Just as her pager chimed to life.


ALEX SPOKE FIRST. “Everything okay?”

D.D. unclipped the pager, read the brief message. Closed her eyes. “I gotta go.”

“What?” Her mother, addressing her for the first time, already sounded strident.

“I’m sorry.” D.D. did her best to gather her wits. She leaned over, kissed her mother on the cheek, then her father. When she spoke, however, she looked at Alex, as his expression was easier to take. “Another shooting,” she informed him.

“Same case?”

“Exactly. Near Copley, so at least I’m close.”

“I don’t understand.” D.D.’s mother again.

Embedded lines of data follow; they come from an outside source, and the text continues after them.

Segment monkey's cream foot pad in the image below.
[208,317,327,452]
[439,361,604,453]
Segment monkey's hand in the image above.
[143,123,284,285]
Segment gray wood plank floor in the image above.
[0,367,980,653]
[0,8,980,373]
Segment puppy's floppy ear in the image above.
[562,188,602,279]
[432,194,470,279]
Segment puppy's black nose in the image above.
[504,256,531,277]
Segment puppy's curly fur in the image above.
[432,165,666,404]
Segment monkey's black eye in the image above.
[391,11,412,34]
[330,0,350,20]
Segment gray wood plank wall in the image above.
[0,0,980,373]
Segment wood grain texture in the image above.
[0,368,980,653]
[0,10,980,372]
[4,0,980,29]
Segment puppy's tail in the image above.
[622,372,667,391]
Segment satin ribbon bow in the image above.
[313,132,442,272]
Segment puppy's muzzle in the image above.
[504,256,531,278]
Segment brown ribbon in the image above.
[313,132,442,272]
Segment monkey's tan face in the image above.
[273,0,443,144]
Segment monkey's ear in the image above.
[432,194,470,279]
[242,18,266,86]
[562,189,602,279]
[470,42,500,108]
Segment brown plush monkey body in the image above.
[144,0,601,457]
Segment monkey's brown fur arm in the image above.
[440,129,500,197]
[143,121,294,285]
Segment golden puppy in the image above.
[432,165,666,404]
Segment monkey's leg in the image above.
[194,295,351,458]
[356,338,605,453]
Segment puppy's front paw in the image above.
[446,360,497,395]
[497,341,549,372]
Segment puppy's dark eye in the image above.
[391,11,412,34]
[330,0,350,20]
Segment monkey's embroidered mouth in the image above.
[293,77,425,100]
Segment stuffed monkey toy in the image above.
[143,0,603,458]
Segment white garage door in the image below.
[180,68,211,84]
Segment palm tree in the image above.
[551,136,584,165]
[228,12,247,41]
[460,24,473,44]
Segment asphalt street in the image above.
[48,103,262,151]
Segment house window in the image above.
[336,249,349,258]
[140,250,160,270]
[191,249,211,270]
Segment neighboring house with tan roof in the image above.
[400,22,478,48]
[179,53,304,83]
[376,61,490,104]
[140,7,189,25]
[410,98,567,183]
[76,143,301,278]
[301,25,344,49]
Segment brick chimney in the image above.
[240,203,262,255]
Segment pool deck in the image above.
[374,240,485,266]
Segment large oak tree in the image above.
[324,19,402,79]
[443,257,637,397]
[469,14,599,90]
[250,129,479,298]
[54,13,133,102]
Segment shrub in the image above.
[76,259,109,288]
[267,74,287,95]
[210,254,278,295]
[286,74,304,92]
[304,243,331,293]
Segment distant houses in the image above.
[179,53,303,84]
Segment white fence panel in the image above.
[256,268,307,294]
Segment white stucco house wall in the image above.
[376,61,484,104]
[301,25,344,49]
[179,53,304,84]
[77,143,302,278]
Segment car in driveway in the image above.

“I’m in the middle of a major case, a string of murders. Another just happened. I have to go.”

“But…but…you just got here.”

“Apparently, the killer didn’t get that memo.”

“D. D. Warren—”

“Mom,” D.D. held up a hand, strove for a neutral tone of voice. “I appreciate you coming up from Florida. I know it’s cold and you don’t like it here. But…This is my job. I’m not just a detective, I’m the lead investigator. Buck stops here.”

Her father took her mother’s hand, as if to calm her. “Will you be back?”

His voice had a quiver she didn’t remember hearing before. And now, as she looked closer, she saw fresh lines around his eyes, skin sagging beneath his chin, age spots on the backs of his hands. Seventy-eight, it occurred to her. Her parents were seventy-eight years old. Not ancient, but definitely getting up there, and how many more of these trips would they be able to make? How many more years would they have with her and their baby grandson?

“Probably not for dinner,” she whispered.

“So we’ll see you in the morning.”

“I could do an early breakfast, if you’d like, or maybe catch up for lunch if that’s better for you.”

“I don’t understand,” her mother interjected, still sounding disapproving. “It’s seven o’clock at night. You just got off work, now you’re going back to work, and still the best you can do is an early breakfast?”

“Welcome to Boston homicide.”

“What about Jack? You have a baby now. What about him?”